What are first and second-generation antipsychotics?

First-generation ‘typical’ antipsychotics are an older class of antipsychotic than second-generation ‘atypical’ antipsychotics. First-generation antipsychotics are used primarily to treat positive symptoms such as hallucinations and delusions. Second-generation antipsychotics are also effective for the positive symptoms of schizophrenia, and it is sometimes claimed that they are more effective than first-generation antipsychotics in treating the negative symptoms of schizophrenia. Negative symptoms include a lack of ordinary mental activities such as emotional expression, social engagement, thinking and motivation. High potency first-generation antipsychotics usually have high affinity for the dopamine receptor and therefore induce extrapyramidal side effects by the blockade of these dopamine receptors. Extrapyramidal side effects include dyskinesias (repetitive, involuntary, and purposeless body or facial movements), Parkinsonism (cogwheel muscle rigidity, pill-rolling tremor and reduced or slowed movements); akathisia (motor restlessness, especially in the legs, and resembling agitation), and dystonias (muscle contractions causing unusual twisting of parts of the body, most often in the neck). Second-generation antipsychotics generally have a lower affinity for the dopamine receptor and also block serotonin receptors, so may be associated with lower risk of these side effects.
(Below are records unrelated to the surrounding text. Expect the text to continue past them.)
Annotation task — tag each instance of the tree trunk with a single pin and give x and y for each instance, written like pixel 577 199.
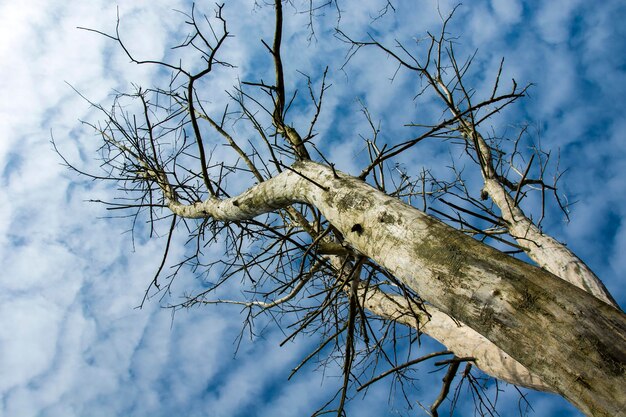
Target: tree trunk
pixel 572 341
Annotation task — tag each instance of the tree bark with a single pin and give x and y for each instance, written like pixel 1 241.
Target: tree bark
pixel 572 341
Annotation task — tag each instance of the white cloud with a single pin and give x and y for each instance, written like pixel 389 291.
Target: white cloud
pixel 72 342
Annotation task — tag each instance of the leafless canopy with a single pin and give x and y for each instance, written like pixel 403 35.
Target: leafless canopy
pixel 160 146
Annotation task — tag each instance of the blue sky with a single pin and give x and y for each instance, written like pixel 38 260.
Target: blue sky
pixel 72 342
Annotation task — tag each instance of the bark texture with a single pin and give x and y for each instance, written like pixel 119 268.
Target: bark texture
pixel 574 342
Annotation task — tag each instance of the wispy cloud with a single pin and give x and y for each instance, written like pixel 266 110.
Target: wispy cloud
pixel 72 342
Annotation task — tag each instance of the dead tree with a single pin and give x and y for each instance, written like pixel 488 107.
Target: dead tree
pixel 349 258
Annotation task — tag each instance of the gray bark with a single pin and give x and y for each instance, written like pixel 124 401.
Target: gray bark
pixel 574 342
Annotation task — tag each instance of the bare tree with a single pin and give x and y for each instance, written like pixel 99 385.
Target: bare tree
pixel 354 259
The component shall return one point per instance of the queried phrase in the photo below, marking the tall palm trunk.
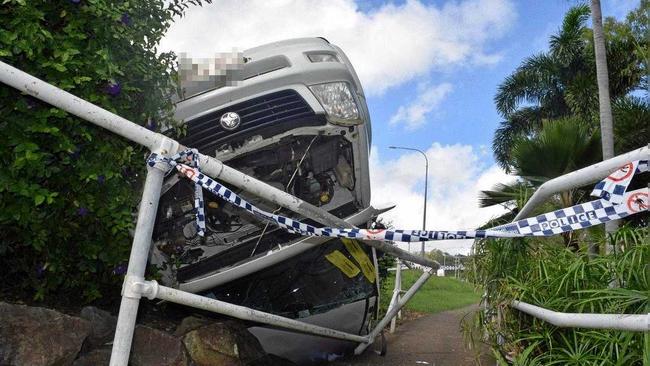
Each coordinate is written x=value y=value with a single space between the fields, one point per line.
x=606 y=120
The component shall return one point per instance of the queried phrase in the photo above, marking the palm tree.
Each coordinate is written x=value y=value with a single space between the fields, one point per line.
x=604 y=102
x=560 y=147
x=562 y=82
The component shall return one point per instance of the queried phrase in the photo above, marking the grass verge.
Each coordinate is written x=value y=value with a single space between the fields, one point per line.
x=438 y=293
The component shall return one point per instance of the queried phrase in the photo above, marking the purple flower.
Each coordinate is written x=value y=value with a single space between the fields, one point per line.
x=119 y=270
x=74 y=155
x=31 y=103
x=125 y=19
x=113 y=89
x=151 y=125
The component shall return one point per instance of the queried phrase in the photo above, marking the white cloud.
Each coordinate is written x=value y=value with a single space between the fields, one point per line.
x=388 y=46
x=456 y=176
x=429 y=98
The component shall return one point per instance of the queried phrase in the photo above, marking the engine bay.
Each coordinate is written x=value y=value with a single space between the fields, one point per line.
x=316 y=168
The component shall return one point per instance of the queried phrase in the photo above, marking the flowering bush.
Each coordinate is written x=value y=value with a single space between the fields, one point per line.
x=68 y=190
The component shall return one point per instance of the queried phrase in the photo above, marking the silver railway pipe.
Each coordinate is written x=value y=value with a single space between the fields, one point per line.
x=79 y=107
x=152 y=290
x=152 y=140
x=629 y=322
x=580 y=178
x=393 y=312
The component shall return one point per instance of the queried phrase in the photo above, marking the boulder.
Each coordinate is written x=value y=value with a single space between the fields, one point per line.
x=102 y=326
x=37 y=336
x=97 y=357
x=223 y=344
x=190 y=323
x=152 y=347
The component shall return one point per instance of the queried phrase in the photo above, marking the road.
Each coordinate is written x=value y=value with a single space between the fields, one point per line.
x=434 y=339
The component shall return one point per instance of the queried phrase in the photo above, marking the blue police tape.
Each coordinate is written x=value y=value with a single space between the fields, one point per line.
x=615 y=203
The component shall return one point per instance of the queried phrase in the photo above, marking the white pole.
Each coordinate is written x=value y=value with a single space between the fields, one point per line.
x=79 y=107
x=137 y=266
x=580 y=178
x=152 y=290
x=630 y=322
x=396 y=293
x=211 y=166
x=391 y=313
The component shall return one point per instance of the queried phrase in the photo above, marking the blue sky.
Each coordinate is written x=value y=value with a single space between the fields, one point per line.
x=467 y=115
x=430 y=70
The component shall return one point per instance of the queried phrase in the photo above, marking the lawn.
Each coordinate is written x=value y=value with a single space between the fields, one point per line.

What is the evidence for first versus second-generation antipsychotics?


Moderate to high quality evidence suggests a small effect of improved overall symptoms with second-generation antipsychotics, particularly olanzapine, amilsulpride, and risperidone, compared to first-generation antipsychotics, particularly high-dose haloperidol (>12mg/day), which is not as effective as lower doses. There is a small effect of less all-cause study discontinuation with olanzapine, risperidone, or amisulpride compared to haloperidol in the short-term. Moderate quality evidence suggests only olanzapine may result in less long-term discontinuation due to drug intolerability or inefficiency. Moderate to high quality evidence suggests olanzapine and risperidone may improve cognition more effectively than haloperidol, and moderate quality evidence suggests amisulpride, clozapine and sertindole may improve quality of life more effectively than first-generation antipsychotics in general.

Side effects

Moderate quality evidence suggests a medium-sized effect of less extrapyramidal side effects with second-generation antipsychotics, particularly olanzapine and risperadone, than with haloperidol. Clozapine, olanzapine, and risperidone may also produce fewer extrapyramidal side effects when compared to low-potency first-generation antipsychotics. Moderate quality evidence suggests clozapine, quetiapine, and zotepine may be more sedating, and aripiprazole less sedating, than haloperidol. Compared with low-potency first-generation antipsychotics, only clozapine may be more sedating. Moderate to high quality evidence suggests less use of benzodiazapines, anticholinergeric medications, and beta-blockers with olanzapine than with haloperidol. Moderate quality evidence suggests amisulpride, clozapine, olanzapine, quetiapine, risperidone, sertindole, and zotepine may be associated with more weight gain than haloperidol, with no differences when compared to low-potency first-generation antipsychotics. Moderate quality evidence suggests more cholesterol change with olanzapine than haloperidol, and more tryglyceride change with amisulpride than haloperidol.